Report shows steady, yet uneven, AI adoption across US

Andriy Onufriyenko via Getty Images

Microsoft said the lag can be attributed to urban adoption being double what it is in rural areas, though college towns are another powerful diffuser of the technology.

Residents in Maryland, Utah and Texas are among the biggest adopters of artificial intelligence in the U.S., but concerns remain about the tech’s uneven growth in rural areas compared to urban areas, according to a report released last week.

Microsoft found in its AI Diffusion Index that 36.3% of Maryland’s residents aged between 15 and 64 have used a generative AI product, based on adjusted company data and population. That’s just ahead of Utah (35.7%), Texas (35.3%), Virginia (34.7%) and New Jersey (34.5%). Nationally, Microsoft found that 31.3% of working-age Americans use AI tools.

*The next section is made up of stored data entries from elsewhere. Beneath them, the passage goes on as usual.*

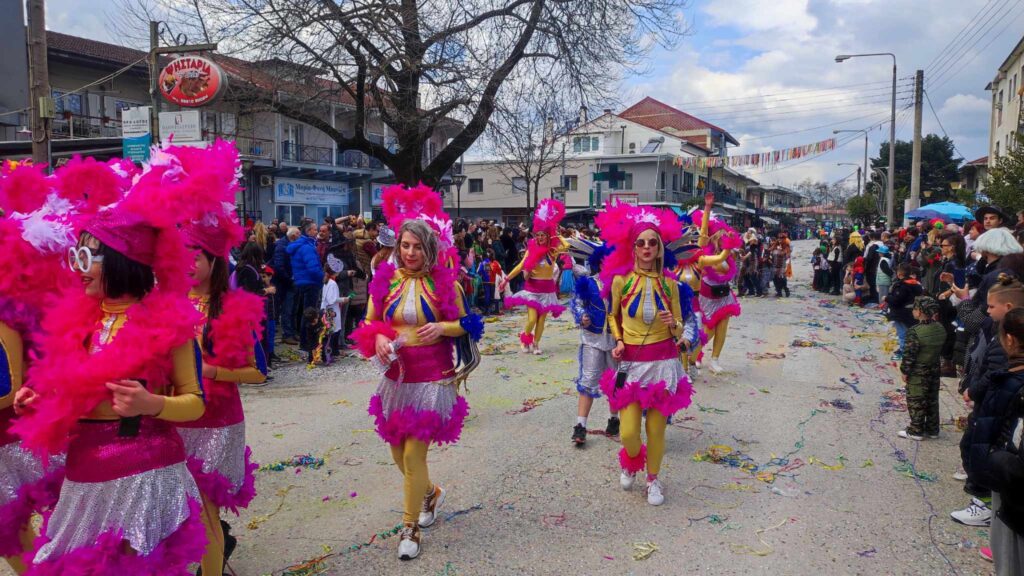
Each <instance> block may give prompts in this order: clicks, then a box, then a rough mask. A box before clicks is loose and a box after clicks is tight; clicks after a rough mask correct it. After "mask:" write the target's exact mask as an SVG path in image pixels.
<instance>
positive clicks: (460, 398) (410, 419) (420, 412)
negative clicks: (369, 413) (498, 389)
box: [369, 395, 469, 446]
mask: <svg viewBox="0 0 1024 576" xmlns="http://www.w3.org/2000/svg"><path fill="white" fill-rule="evenodd" d="M369 412H370V415H371V416H373V417H374V423H375V424H376V426H377V434H378V435H379V436H380V437H381V438H382V439H383V440H384V442H386V443H388V444H390V445H391V446H399V445H401V443H402V442H404V441H406V439H407V438H415V439H416V440H419V441H420V442H425V443H427V444H455V443H456V442H459V437H460V436H462V425H463V422H465V420H466V416H467V415H469V404H467V403H466V399H465V398H463V397H461V396H460V397H459V398H457V399H456V401H455V406H453V407H452V413H451V414H449V416H447V419H444V418H443V417H441V415H440V414H438V413H437V412H434V411H433V410H417V409H415V408H403V409H401V410H398V411H397V412H392V413H391V414H390V415H389V416H387V417H384V407H383V406H382V405H381V399H380V397H379V396H376V395H374V397H373V398H371V399H370V408H369Z"/></svg>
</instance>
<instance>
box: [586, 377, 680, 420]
mask: <svg viewBox="0 0 1024 576" xmlns="http://www.w3.org/2000/svg"><path fill="white" fill-rule="evenodd" d="M601 392H603V393H604V395H605V396H607V397H608V407H609V408H610V409H611V410H612V411H616V412H617V411H620V410H623V409H625V408H626V407H627V406H629V405H630V404H634V403H638V404H640V407H641V408H643V409H644V410H657V411H658V412H660V413H662V414H663V415H664V416H665V417H667V418H668V417H670V416H672V415H673V414H675V413H676V412H679V411H680V410H683V409H684V408H688V407H689V405H690V397H692V396H693V386H692V385H691V384H690V379H689V378H687V377H686V376H683V377H682V378H680V379H679V381H678V382H676V392H675V393H673V392H671V390H670V389H669V386H668V385H666V383H665V381H660V382H654V383H651V384H647V385H646V386H642V385H640V383H639V382H626V385H624V386H623V387H622V388H616V387H615V371H614V370H605V371H604V373H603V374H601Z"/></svg>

But the report notes that adoption is uneven, especially between metropolitan and rural areas. Microsoft found a 16.7 percentage point gap between AI diffusion in urban (32.9%) and rural (16.2%) areas, a divide the report says, “stands out most clearly.”

And Microsoft found that residents of college towns are adopting AI the fastest. Among counties and county-equivalent areas with at least 10,000 residents, each of the top 15 counties by AI user share has a college or university, the report says. Williamsburg, Virginia, which is home to the College of William and Mary, led the way with a 73.2% AI user share, with 36.2% of its residents ages 18 to 24.

Harrisonburg, Virginia, home to James Madison University, came second at 67.5%, followed by Madison County, Idaho, home to Brigham Young University-Idaho, which ranks third at 67.2%, with 46.4% of residents between the ages of 18 and 24.

“Taken together, these findings show that AI diffusion in the United States is broad, but uneven,” the report says. “It is moving fastest in places with strong digital infrastructure, younger populations, and knowledge-intensive economies. It is moving more slowly in many rural and small town communities. As AI becomes a more important tool for work, education, and economic opportunity, understanding these differences will be important to helping more communities benefit from the next wave of technological change.”

The uneven adoption of AI, how it will spread throughout urban and rural areas and the technology’s potential effects on the future workforce continue to trouble state and local leaders. Researchers at the Brookings Institution asserted in July 2025 that the usual cities and metropolitan areas will dominate in making use of the technology, but that adoption will be uneven.

Microsoft used data collected anonymously from devices across the country to reach these initial conclusions, said Juan Lavista Ferres, the company’s chief data scientist and head of its AI for Good Lab. While there is an option for device users to opt out, many do not, so Microsoft could collect information on the usage of various AI models in the U.S. and around the world. By combining that data with information about device penetration, the composition between mobile and desktop, and the levels of internet connectivity, the company could extrapolate all that data and come to these conclusions.

Identifying the divide between rural and urban AI users was the “first aha moment for us,” Lavista Ferres said, adding that it may be partly due to a lack of trust in the technology in rural areas and also due to demographic differences, but is difficult to ascertain for sure.

“Right now, we are only seeing correlation,” he said. “We don't fully understand causation at this point, so we have hypotheses, we cannot explain some of these things. We know they correlate.”

Similarly, the company will look to dig in more on the state-level data to determine why, for example, some are further ahead on AI adoption than others, even though the differences in adoption rates are for now relatively small. The presence of more cities with more white-collar jobs might also explain why some states are ahead of others, Lavista Ferres said.

Microsoft intends to carry out a similar study in three months, he said, to understand how these trends evolve and especially to see how AI usage drops in college towns during the summer months, when schools are not in session. The company also will deepen its collaboration with LinkedIn and GitHub to understand the talent pool and other drivers in specific areas, all with a view to doing what he called “deeper dives” on how technology uptake is unfolding.